Is there any actual evidence that obscuring email addresses in common
forms like "asd at suespammers dot org" actually does any good?
Has anyone actually created two random email addresses, and posted them
to the same web page, one obscured, one not, and seen if there is a
measurable difference in spam?
My personal experience, though I have done no scientific test (as
above), suggests that neither of them would get a notable amount of
spam.
However, there is a _very_ noticable difference between trying to find
a message from [EMAIL PROTECTED] and one from some obscured form (how
was it obscured today?). There is a significant difference in how easy
it is to contact 'a href="mailto:[EMAIL PROTECTED]"' vs. 'branden at
debian dot org', '[EMAIL PROTECTED]', etc.

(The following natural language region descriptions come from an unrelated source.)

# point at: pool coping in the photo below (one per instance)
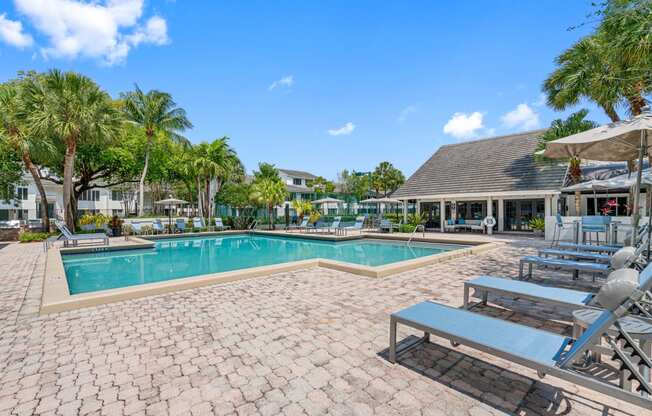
(56, 296)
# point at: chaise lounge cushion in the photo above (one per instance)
(504, 337)
(623, 257)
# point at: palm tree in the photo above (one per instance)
(156, 112)
(215, 163)
(269, 193)
(70, 108)
(16, 133)
(575, 123)
(584, 71)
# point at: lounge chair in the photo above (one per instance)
(546, 353)
(302, 226)
(180, 225)
(197, 224)
(219, 225)
(157, 227)
(75, 239)
(622, 258)
(357, 226)
(334, 227)
(387, 225)
(565, 298)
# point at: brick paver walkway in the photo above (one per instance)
(306, 342)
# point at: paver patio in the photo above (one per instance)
(310, 341)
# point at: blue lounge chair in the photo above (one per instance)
(137, 228)
(333, 227)
(357, 226)
(197, 224)
(387, 225)
(575, 254)
(302, 226)
(158, 227)
(180, 225)
(565, 298)
(68, 237)
(579, 266)
(545, 352)
(219, 225)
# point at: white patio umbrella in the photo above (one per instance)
(327, 200)
(169, 202)
(616, 142)
(383, 200)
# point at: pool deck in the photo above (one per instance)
(309, 341)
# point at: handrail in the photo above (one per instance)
(423, 230)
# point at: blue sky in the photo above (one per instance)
(317, 86)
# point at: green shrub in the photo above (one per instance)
(28, 237)
(537, 224)
(407, 228)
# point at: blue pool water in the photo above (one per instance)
(184, 257)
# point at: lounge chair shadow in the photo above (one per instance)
(502, 389)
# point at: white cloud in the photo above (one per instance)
(343, 131)
(522, 116)
(12, 33)
(105, 30)
(285, 82)
(541, 100)
(403, 115)
(465, 126)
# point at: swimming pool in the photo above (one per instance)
(177, 258)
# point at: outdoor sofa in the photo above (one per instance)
(464, 225)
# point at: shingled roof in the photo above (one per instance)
(298, 173)
(497, 164)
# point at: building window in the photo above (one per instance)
(90, 195)
(21, 193)
(613, 207)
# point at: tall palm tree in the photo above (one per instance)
(268, 193)
(13, 128)
(575, 123)
(584, 71)
(156, 112)
(70, 108)
(215, 163)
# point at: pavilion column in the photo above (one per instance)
(501, 215)
(405, 201)
(548, 206)
(442, 215)
(490, 213)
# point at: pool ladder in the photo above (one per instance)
(423, 230)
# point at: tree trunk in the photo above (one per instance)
(199, 198)
(68, 172)
(141, 184)
(207, 186)
(611, 113)
(41, 190)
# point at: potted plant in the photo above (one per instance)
(116, 226)
(538, 225)
(314, 217)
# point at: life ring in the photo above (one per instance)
(489, 222)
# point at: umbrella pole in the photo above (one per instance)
(639, 176)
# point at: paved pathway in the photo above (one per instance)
(306, 342)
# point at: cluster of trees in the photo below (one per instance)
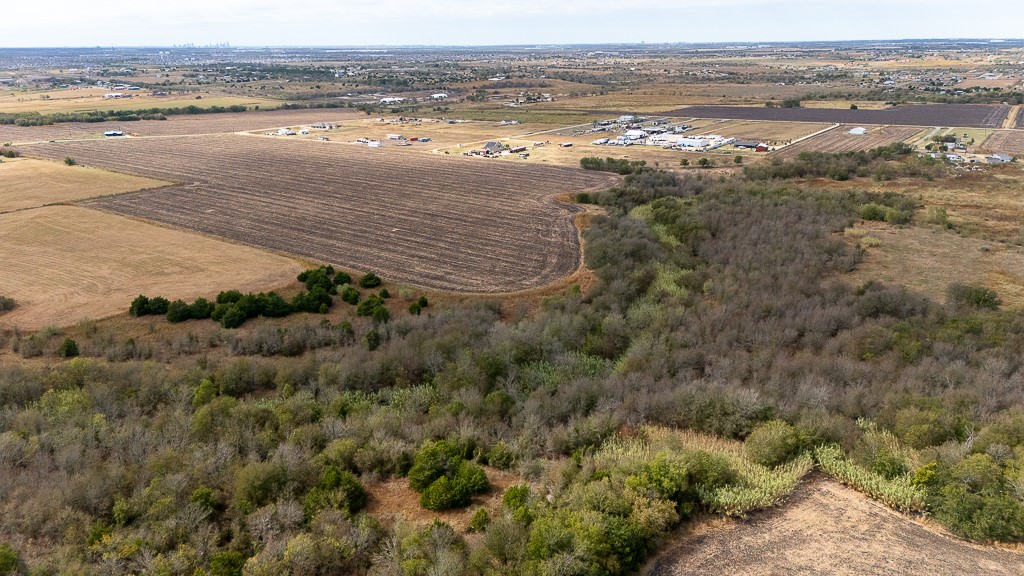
(232, 307)
(882, 163)
(617, 165)
(718, 305)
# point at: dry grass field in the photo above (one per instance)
(27, 183)
(768, 132)
(841, 139)
(176, 125)
(453, 223)
(62, 263)
(92, 98)
(826, 528)
(1006, 141)
(978, 116)
(928, 259)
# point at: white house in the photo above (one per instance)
(998, 159)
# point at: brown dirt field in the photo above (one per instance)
(175, 125)
(92, 98)
(1006, 141)
(826, 528)
(62, 263)
(768, 132)
(841, 140)
(979, 116)
(27, 183)
(928, 259)
(457, 223)
(393, 499)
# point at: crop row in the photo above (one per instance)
(967, 116)
(455, 223)
(174, 125)
(841, 140)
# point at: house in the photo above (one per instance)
(998, 159)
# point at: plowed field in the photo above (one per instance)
(964, 115)
(453, 223)
(175, 125)
(1006, 141)
(841, 139)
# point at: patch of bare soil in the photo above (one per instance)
(826, 528)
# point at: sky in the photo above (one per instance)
(348, 23)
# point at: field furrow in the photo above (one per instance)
(455, 223)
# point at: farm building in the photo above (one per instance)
(489, 149)
(998, 159)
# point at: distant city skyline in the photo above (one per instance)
(326, 23)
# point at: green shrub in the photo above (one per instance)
(227, 563)
(178, 311)
(338, 489)
(479, 521)
(350, 295)
(370, 280)
(432, 461)
(10, 563)
(772, 444)
(231, 317)
(68, 348)
(974, 296)
(443, 494)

Seriously, I have posted many, many, places with my suespammers
address. I get little spam at it, but a piece or two a day. OTOH, my
[EMAIL PROTECTED] address gets nailed with tens of pieces a day.
I realize that spammers could be avoiding the suespammers address (it'd
make good business sense, after all), but most of my spam seems come
from people plopping my address into web pages that don't bothing doing
double confirms, or from APNIC space.
[Wow, [EMAIL PROTECTED] got spammed again while writing this. Ugh.]